The Waffenlauf (German, literally "weapons run", French course militaire) is a military running long-distance running competition which was very popular in Switzerland from the 1940s until the end of the 1980s.

While the running distances may vary, the race needs to be completed in military combat uniform and a backpack. The backpack has a specified minimum weight. A military-issue rifle is included in the pack's weight.

== History ==
The first Waffenlauf took place in 1916, during the First World War, and it was organized by the soccer club FC Zurich. In 1934, the Waffenlauf of Frauenfeld was created, which is run over the Marathon distance, on a course that features several kilometres of dirt roads as well as 520 m (1706 ft) of ascents. The Frauenfelder is still the most prestigious of the Waffenläufe.
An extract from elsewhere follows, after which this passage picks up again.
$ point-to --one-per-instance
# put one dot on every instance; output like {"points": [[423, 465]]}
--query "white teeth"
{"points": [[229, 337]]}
In some cases, the Waffenlauf also included a shooting competition. For example, at the Waffenlauf of Bern (1949–1959, 30 kilometers). the runners could deduct 12 minutes from their running time if they hit the target thrice.

During the 2000s, many Waffenläufe were abolished, while others were newly created. In many cases, the organizers were forced to organize a parallel non-military running competition in order to keep the Waffenlauf feasible due to the dwindling numbers of participants.

As of 2026, 9 Waffenläufe are taking place, with distances of 12.8 to 42.2 km.

== Rules ==
As an example, the rules of the Frauenfeld Waffenlauf (version of 2012):
- Clothing: The participants must wear a Swiss military uniform (blouse and trousers). Members of foreign armed forces have to run in their own uniform. Civilian participants can borrow a uniform. The blouse must be closed during the race. It is allowed to roll back the sleeves. If a cap is worn, it must either be the cap that was issued with the uniform, or a civilian one (colored black to feldgrau, without advertising).
- Backpack: A military-issue backpack must be worn, with a military-issue rifle. The men's backpack weighs at least 6.2 kg, the women's at least 5 kg. For women, carrying a rifle is optional. The gun barrel must be visible. Members of foreign armed forces and civilians can borrow a compliant backpack.
- Footgear: All kinds of shoes are allowed. Spikes, cleats, studs and similar aids are forbidden.